With Edmonson, Dupuy and Starnes all in San Diego, it’s a good thing no major emergencies like floods, shootings or petro-chemical plant explosions occurred during their absence. But it nevertheless raises questions as to the wisdom of having the top three LSP administrators out of state at the same time. Cain, however, defended the decision, saying, Command and control is maintained 24/7.”

Yeah, like Bobby Jindal continued to run the state while campaigning for President in Iowa.

The decision to have LSP pay the salaries of such a large group of attendees, as well as travel, lodging, meal and conference registration expenses via state LaCarte credit cards, seems questionable enough. But the justification of having four troopers—Derrell Williams, Rodney Hyatt, Thurman Miller and Alexandr Nezgodinsky—drive a state vehicle from Baton Rouge to San Diego (with an overnight stopover in an expensive Las Vegas casino hotel)—was the most puzzling.

Miller is a member of the Retirement Board and President of the Central States Troopers Coalition of Louisiana, Inc. 

Traveling via Interstates 10 and 8 from Baton Rouge, the four would have had to go northwest from Phoenix about 250 miles for an overnight stay in Vegas and from there, 260 miles southwest to San Diego. The straight-line distance between Phoenix and San Diego via I-8, on the other hand, is 350 miles. That means the 510-mile detour taken by the four was about 160 miles longer than necessary.

The four logged seven days for the round trip—four days driving to California and three days on the return trip—plus the four days at the conference itself.

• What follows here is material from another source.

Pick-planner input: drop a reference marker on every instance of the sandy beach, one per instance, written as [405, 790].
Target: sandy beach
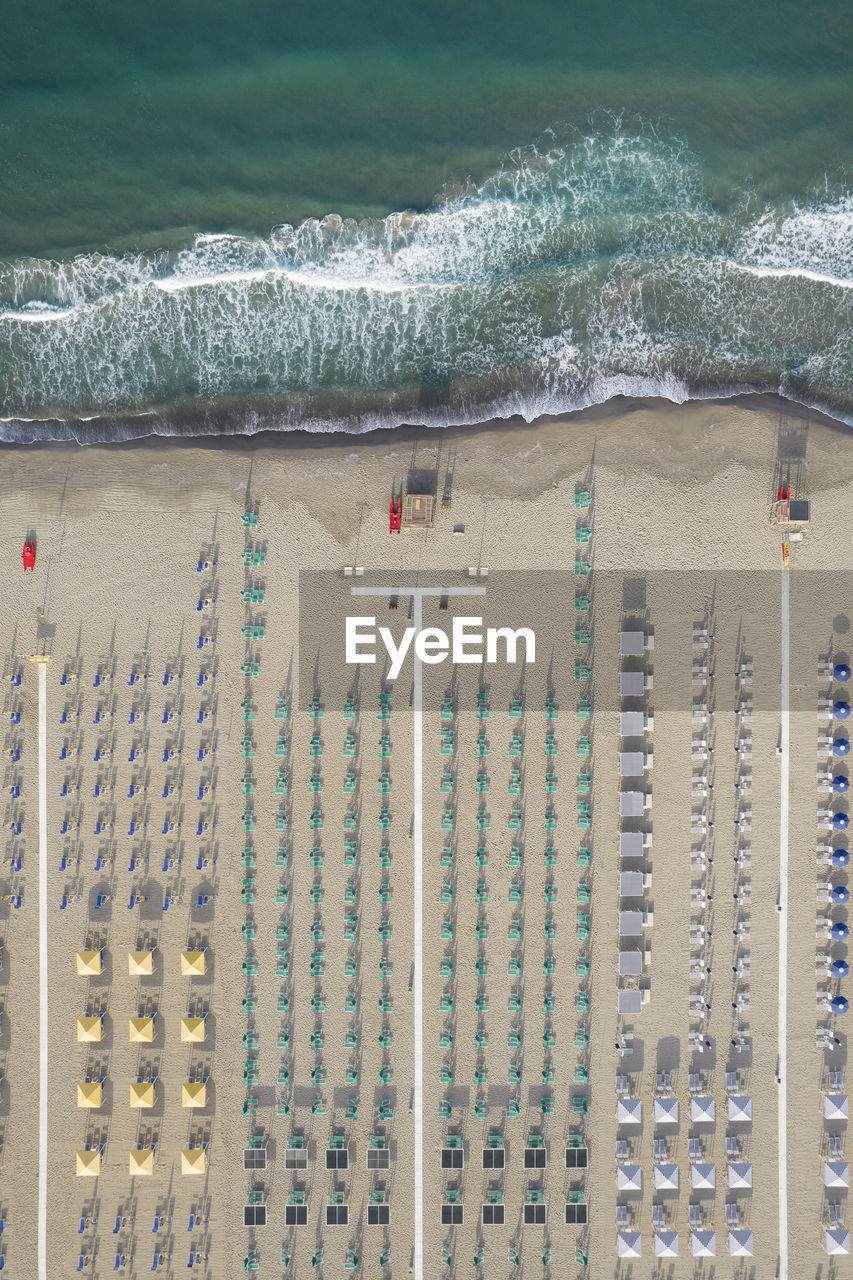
[186, 760]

Not only did fuel for the trip cost $610.98, but the four troopers combined to log 249 total hours during the trip (12 hours per day each for three of the men except for the final day, when 11 hours were claimed by the same three) on their time sheets. Each man was paid for 56 regular hours (224 hours total) for the seven days on the road and for 27 hours each (81 total hours) in overtime pay for the trip. Each also was paid for attending the four-day conference, according to time sheets submitted by the troopers.

Maj. Derrell Williams was the only one of the four to claim no overtime for the 11 days that included the trip and the conference. That’s because those with the rank of captain or above cannot earn overtime pay. They can, however, earn straight compensatory time. His salary and expenses still came to $5,730.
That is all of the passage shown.